A US Reaper drone at Kandahar airfield (Credit: Jack Sanders/US Air Force)
The Bureau is today launching a new strand to its award-winning drones coverage – recording US drone and air strikes in Afghanistan.
So far in 2015 the Bureau has found reports of five confirmed US attacks, which reportedly killed 35-44 people, all described as insurgents or militants.
Nato’s combat mission in the country has now ended and the Afghan army and police have taken responsibility for security in the country.
Although the alliance has moved into a non-combat mission to train and advise the Afghan security forces, there is still a “US-led counter-terrorist mission”, Freedom Sentinel, running alongside it which has seen both air and drone strikes, as well as special forces raids since its launch on January 1.
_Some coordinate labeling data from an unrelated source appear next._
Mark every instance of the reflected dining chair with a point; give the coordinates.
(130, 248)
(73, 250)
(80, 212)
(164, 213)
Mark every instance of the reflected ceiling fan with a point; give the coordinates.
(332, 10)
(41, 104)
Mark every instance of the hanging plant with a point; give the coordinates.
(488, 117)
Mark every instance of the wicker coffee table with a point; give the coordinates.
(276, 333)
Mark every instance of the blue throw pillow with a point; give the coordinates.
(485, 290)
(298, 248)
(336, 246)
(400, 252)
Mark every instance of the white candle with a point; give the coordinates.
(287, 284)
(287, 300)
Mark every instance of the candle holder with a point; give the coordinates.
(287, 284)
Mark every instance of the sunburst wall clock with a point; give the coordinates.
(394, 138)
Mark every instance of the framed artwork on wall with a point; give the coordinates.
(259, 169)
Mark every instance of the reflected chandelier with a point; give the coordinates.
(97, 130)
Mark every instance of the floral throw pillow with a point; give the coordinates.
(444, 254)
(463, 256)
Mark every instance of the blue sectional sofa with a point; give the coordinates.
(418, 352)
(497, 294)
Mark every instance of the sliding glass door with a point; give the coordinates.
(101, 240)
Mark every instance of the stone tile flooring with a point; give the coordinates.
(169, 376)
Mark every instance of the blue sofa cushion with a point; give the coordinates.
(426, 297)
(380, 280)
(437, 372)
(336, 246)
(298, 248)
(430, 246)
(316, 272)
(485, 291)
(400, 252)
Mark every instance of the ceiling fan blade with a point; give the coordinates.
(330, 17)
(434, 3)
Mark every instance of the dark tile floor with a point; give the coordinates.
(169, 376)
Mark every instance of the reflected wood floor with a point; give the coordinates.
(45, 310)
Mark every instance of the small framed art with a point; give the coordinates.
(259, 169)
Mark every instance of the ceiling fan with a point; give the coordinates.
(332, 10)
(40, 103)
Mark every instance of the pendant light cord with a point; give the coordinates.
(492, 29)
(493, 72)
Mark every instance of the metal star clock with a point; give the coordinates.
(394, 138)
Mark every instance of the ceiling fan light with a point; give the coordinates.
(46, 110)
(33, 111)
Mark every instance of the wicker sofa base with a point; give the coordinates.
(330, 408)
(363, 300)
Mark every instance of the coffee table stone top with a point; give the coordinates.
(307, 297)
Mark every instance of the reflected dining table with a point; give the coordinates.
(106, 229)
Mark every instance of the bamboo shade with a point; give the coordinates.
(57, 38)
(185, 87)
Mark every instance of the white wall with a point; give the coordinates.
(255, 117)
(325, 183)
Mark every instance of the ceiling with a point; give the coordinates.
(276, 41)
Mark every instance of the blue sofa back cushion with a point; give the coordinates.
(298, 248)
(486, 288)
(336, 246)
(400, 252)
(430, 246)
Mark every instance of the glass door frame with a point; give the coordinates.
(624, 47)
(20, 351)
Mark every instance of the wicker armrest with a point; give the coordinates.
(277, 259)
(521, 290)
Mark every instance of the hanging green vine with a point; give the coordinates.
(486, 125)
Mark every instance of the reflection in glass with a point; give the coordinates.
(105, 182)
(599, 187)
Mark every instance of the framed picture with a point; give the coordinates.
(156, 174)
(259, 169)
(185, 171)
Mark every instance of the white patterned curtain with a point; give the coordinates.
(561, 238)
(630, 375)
Operation Enduring Freedom, the previous US mission in Afghanistan, was larger and more high profile than Freedom Sentinel.
The Bureau has decided to start tracking air and drone strikes in Afghanistan to help ensure there is public accountability for the international missions. Our similar work in Pakistan, Somalia and Yemen has been praised for helping to achieve that goal.
Yielding information about drone strikes in Afghanistan is problematic, a reflection of the risks facing journalists working in the country, as well as poor telecommunications coverage in some remoter parts.
“The problem is that the drones are guided by less and less intelligence as the troops withdraw”
– Graeme Smith, International Crisis Group
Partly as a result, there is believed to be under-reporting of such strikes.
The Bureau is aiming to improve transparency around drone and air strikes. It will be a gradual process to uncover greater information about the use of air power in the new, counter-terrorism context.
There are already concerns about the use of air and drone strikes in such a mission.
Graeme Smith, International Crisis Group’s senior analyst in Afghanistan, said: “The problem is that the drones are guided by less and less intelligence as the troops withdraw, pulling out assets such as surveillance balloons, while the reach of the Afghan government erodes.
“We know what happens in those circumstances because most of Waziristan [in Pakistan] has suffered through similar issues for the last decade. At worst, you end up with lawless zones patrolled from the sky by machines that can’t distinguish between war councils and wedding parties.”
The Bureau has started gathering open source information on the air and drone attacks in Afghanistan to generate a strike-by-strike record. We will try to expand our range of sources as the project progresses.